Faut-il alors revenir en arrière, avant même la MIF version 1 ?

Je pense sincèrement que nous sommes arrivés à un excès en matière de financiarisation, d'opacité des transactions et de fragmentation de la liquidité entre les différents lieux d'exécution, mais aussi à un excès de pouvoirs des marchés sur les choix politiques. Il est grand temps de reprendre la main en matière de régulation des marchés. La directive MIF devait offrir plus de concurrence entre marchés pour une meilleure exécution des ordres, une réduction des coûts de transactions et plus de liquidité pour financer l'économie. Mais, comparé à ses conséquences néfastes, le compte n'y est pas. La puissance du politique, la puissance des autorités de régulation ne peut s'affirmer que par la transparence et l'organisation des marchés... bien plus que par des limites imposées aux rémunérations ou aux bonus. La nouvelle version de la directive MIF doit être un axe fondamental de ce qu'est le modèle de marché européen. Nous ne voulons pas d'un marché de dupes. C'est le seul combat politique à mener.

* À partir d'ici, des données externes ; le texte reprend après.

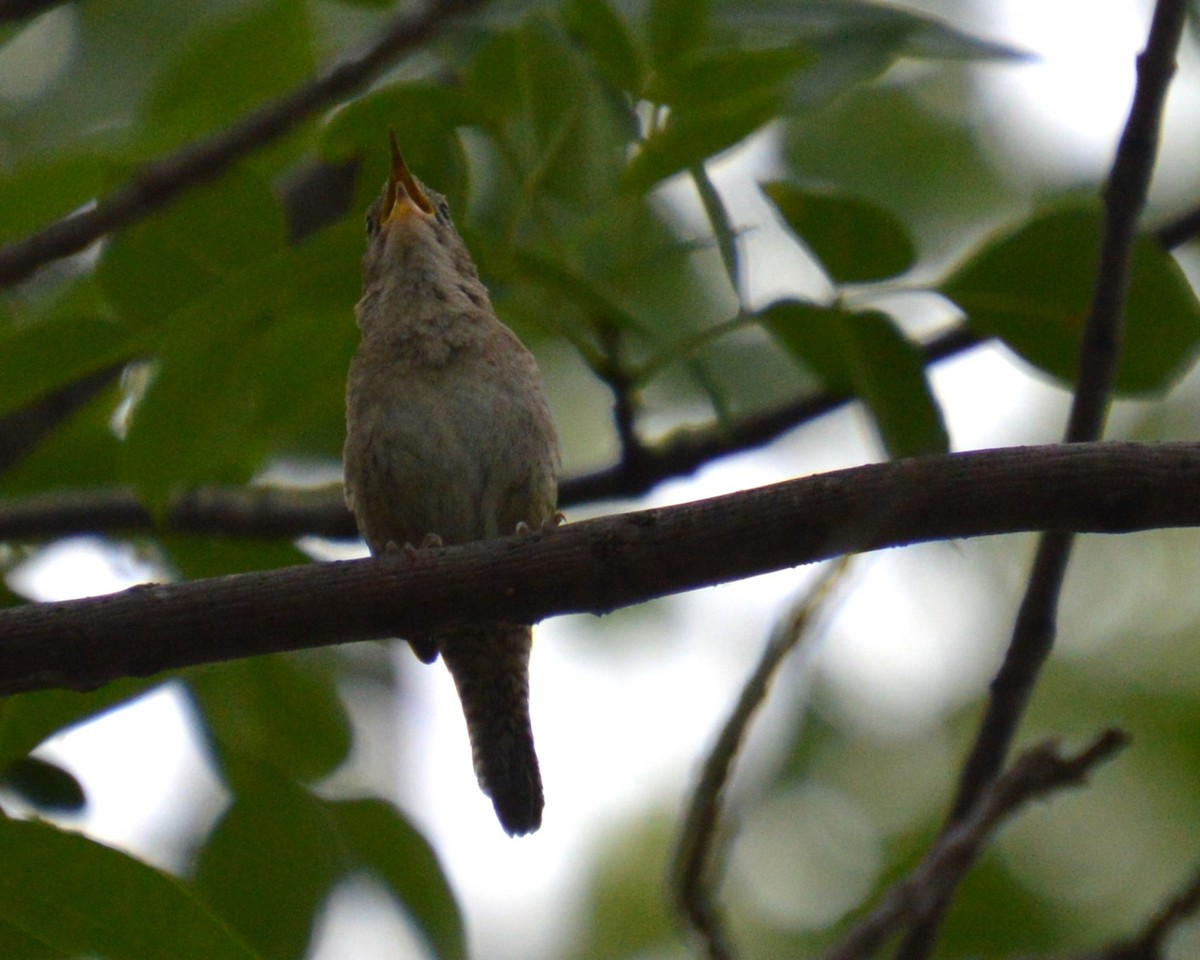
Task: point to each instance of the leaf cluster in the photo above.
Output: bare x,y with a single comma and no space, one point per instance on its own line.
558,132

Pour le grand public, tout cela reste incompréhensible. Cette complexité n'explique-t-elle pas le manque de confiance dans la finance ?

Il est vrai que les marchés sont devenus trop complexes, trop sophistiqués et éclatés. Aujourd'hui, les marchés bouleversent tout : les matières premières, les banques, les dettes souveraines, le niveau des politiques de rigueur à mettre en place... Certes, ils n'ont pas tort sur tout. Mais le retour de la confiance passe par une reprise en main du politique sur les marchés. Et là encore, il faudra se poser la question de savoir jusqu'où va l'intégration au sein de la zone euro. En tout état de cause, la zone euro ne peut se laisser dicter son avenir ni la façon dont elle doit organiser sa gouvernance économique et budgétaire par ceux qui en sont en dehors. Or, c'est ce qui se joue actuellement.